La formation locale qui ouvre la parade, Prowl, répond plus ou moins à cette question. On est gâtés lorsqu’ils sont au sommet de leur énergie ou qu’un solo de guitare effréné et bien fignolé se glisse dans une piste, mais le band manque de synchronisme et de rythme entre ces moments. Leur gig  se termine sur une note aigre-douce, bien qu’ils en aient laissés plusieurs surpris par leur sonorité crossover trash, donnant un ton plus métal que prévu à la soirée.

Eternal Sleep vient confirmer l’atmosphère hybride hardcore/métal extrême du spectacle avec du metalcore digne de ce nom. Le groupe rattrape les fautes de Prowl avec une performance enragée et aggressive d’un bout à l’autre. Les passes aux teintes de sludge s’effondrent sur le public avec une lourdeur remarquable, notamment grâce aux sonorités abyssales de la guitare. Joseph Sanderson, le vocaliste a également une présence de stage polarisante alors qu’il marche, cours et saute d’un membre du groupe à l’autre comme pour bien propager son aura. L’adrénaline remonte après une performance au rythme bien coordonné.

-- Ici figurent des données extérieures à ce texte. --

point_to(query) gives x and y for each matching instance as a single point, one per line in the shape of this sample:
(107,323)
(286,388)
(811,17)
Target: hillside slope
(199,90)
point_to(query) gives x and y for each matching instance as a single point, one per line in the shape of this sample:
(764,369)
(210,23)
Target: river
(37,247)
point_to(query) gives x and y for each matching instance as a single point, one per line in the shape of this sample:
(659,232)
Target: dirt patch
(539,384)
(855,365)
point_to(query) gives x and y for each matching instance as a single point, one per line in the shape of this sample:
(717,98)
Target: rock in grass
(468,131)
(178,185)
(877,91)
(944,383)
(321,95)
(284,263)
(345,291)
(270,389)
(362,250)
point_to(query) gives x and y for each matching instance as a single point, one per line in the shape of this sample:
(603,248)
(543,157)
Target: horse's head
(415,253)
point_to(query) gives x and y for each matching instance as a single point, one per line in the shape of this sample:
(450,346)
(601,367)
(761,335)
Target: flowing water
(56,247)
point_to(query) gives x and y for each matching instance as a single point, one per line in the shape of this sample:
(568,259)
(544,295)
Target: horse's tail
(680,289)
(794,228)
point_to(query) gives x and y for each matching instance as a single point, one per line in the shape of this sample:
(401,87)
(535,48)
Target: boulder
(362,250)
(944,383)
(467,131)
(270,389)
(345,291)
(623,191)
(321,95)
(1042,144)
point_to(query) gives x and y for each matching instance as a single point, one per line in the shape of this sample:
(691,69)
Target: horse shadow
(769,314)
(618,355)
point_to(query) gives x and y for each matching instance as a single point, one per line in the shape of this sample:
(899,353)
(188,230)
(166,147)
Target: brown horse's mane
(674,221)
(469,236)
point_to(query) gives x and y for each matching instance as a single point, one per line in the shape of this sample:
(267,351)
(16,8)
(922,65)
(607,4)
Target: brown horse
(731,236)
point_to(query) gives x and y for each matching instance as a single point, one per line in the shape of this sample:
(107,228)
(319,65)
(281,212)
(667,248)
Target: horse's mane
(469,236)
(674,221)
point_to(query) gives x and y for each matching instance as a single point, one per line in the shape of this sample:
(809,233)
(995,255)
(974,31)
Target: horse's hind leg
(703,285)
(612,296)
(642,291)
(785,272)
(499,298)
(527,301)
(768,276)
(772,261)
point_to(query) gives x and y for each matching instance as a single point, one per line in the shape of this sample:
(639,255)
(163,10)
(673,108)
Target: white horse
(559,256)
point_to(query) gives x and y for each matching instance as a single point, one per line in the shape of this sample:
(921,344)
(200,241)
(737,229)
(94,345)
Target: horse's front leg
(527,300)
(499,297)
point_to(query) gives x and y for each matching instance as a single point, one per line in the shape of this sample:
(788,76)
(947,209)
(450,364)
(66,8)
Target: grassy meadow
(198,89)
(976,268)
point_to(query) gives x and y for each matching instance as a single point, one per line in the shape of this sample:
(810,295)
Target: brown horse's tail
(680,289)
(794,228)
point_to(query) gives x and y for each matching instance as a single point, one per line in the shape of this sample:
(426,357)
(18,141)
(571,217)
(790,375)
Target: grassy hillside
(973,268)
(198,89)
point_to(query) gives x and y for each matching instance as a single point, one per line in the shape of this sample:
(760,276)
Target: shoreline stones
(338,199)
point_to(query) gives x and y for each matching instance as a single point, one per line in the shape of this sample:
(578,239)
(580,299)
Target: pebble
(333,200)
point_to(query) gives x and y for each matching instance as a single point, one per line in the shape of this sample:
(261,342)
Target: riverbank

Celle-ci n’a pas le temps de redescendre alors que God’s Hate entame avec urgence leur partie de la soirée. Du hardcore revendicateur contemporain comme on l’aime, la foule n’a pas le temps de souffler, à-moins d’un bref discours revendicateur du groupe. On entendra le vocaliste préciser «This song is about killing rapists» avant Headstone (The Scum) et le fameux «I’m not a crook.» de Richard Nixon avant Admission of Guilt.

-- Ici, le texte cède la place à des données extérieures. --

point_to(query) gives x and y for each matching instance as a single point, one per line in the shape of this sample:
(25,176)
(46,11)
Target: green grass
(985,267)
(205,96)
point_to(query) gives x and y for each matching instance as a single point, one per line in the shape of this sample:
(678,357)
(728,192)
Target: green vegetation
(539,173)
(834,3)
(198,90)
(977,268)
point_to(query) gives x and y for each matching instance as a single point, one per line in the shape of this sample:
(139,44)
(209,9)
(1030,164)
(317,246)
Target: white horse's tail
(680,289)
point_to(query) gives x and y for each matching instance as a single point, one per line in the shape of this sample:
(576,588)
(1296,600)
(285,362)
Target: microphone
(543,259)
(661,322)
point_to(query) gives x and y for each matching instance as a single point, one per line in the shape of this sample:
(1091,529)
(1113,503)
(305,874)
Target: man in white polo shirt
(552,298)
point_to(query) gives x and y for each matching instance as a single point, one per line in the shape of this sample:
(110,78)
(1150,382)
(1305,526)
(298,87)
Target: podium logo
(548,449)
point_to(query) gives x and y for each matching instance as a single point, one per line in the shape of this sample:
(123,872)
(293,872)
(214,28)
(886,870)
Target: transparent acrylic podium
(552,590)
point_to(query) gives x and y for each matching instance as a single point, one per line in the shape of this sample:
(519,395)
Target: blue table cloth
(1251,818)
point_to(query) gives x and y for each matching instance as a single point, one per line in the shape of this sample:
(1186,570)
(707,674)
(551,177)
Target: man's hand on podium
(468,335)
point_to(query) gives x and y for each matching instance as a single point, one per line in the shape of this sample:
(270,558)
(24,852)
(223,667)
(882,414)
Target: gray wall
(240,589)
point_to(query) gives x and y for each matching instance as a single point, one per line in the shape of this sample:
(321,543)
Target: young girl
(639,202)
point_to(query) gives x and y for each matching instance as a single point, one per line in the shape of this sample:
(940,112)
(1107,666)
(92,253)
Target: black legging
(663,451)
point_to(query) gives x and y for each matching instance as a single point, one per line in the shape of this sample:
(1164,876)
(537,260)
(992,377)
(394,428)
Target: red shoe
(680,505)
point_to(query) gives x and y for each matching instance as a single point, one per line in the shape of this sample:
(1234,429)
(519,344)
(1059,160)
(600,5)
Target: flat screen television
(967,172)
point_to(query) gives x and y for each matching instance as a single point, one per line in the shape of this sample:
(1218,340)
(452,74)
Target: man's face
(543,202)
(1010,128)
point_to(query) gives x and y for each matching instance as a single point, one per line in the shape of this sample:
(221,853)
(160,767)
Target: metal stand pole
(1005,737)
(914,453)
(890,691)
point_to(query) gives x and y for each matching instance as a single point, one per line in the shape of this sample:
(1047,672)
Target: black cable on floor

C’est par la suite que la surprise de la soirée vient percuter de plein fouet les Foufs. On peut en effet lire la surprise (positive) dans les visages après les toutes premières mesure que Full of Hell nous crache au visage. Leur grindcore déjanté est ponctué par des drum fills d’une rapidité et d’une technique déconcertante et alimenté par le mur de distorsion émit par les cordes, dont les notes sont à peines perceptibles pour la même raison. Dylan Walker vient complimenter cette atmosphère de boucherie, tout d’abord grâce à ses cris déchirants d’une énergie hors du commun, ensuite par ses expérimentations électroniques, question d’ajouter encore plus de bruit! La foule réagit avec enthousiasme et n’avait pas été aussi violente depuis le début de la soirée. Le groupe offrira une sélection de chanson quand même diversifiée, comportant quelques fois des breakdowns hyper embourbés  et même des passages chantés dont on aurait pu se passer (il faut dire qu’après avoir crié comme Walker, n’importe qui aurait chanté faux comme lui).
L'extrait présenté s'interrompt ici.